O quadro não é nada bom. Na maior parte das subcategorias estamos no terço inferior, ou seja, na turma da rabeira, em várias delas uma melhora exige reformas profundas e complexas tanto do ponto de vista político quando econômico. Em subcategorias com qualidade e disseminação da educação além do desafio político e econômico é preciso ter muita paciência para usufruir dos resultados que devem começar a aparecer muitos anos, talvez décadas, após as reformas. A subcategoria onde estamos melhor, gasto em educação, não é exatamente uma medida de sucesso, talvez seja até o contrário, estar no alto em gastos e na parte baixa em resultados pode ser sinal de que estamos fazendo algo muito errado. A outra subcategoria que estamos bem avaliados, escala, diz mais sobre tamanho do que sobre eficiência ou algo do tipo.

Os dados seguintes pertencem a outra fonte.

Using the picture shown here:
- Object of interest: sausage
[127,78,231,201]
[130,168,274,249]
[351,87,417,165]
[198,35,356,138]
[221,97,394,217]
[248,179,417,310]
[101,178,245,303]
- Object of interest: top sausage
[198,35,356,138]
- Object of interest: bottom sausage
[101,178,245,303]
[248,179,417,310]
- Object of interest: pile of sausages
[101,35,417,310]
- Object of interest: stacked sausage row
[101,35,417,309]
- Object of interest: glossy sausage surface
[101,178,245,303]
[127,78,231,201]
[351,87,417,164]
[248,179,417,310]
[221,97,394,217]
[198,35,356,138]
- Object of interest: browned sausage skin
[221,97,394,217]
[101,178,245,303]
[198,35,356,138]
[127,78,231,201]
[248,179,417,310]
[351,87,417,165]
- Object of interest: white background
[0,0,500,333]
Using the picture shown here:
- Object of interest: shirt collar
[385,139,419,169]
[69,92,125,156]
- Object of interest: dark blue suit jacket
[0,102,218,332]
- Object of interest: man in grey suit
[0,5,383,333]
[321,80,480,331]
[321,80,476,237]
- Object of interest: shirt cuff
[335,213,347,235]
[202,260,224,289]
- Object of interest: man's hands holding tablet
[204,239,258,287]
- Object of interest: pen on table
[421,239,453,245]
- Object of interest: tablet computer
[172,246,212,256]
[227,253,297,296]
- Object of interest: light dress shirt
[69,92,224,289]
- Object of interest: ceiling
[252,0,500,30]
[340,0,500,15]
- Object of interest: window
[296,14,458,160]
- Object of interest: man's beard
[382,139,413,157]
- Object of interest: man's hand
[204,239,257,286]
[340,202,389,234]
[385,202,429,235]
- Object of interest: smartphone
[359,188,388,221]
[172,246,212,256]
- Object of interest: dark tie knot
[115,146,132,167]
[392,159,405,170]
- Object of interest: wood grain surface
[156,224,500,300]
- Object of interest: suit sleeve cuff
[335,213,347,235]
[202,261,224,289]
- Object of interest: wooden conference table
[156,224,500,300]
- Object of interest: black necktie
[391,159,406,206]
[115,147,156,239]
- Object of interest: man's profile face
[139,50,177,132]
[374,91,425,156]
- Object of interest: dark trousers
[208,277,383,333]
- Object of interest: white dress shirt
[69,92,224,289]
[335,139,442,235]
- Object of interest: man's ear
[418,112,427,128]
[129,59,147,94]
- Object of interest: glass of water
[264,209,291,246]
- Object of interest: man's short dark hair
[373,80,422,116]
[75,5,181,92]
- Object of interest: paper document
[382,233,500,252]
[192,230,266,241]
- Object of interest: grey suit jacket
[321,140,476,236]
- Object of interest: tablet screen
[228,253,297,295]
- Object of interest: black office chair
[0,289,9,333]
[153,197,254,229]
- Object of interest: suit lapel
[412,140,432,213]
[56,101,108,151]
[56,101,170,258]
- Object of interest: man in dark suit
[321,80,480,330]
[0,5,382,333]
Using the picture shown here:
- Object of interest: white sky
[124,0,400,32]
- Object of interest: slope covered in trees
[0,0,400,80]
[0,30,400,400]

Vez por outra reclamam que eu sou pessimista, mas vejo como esperar muita coisa de um país com problemas sérios no mercado de trabalho, no financiamento do investimento, na infraestrutura, no sistema tributário, no ambiente macroeconômico, nas condições de produção, no ambiente de negócios, na educação e na parte de P&D e que, não bastasse, tudo isso ainda tem de resolver problemas sociais graves como violência urbana, pobreza, desigualdade, saneamento, etc. Tudo isso precisa ser feito em uma época que não conseguimos um mínimo de consenso nem para enfrentar uma pandemia.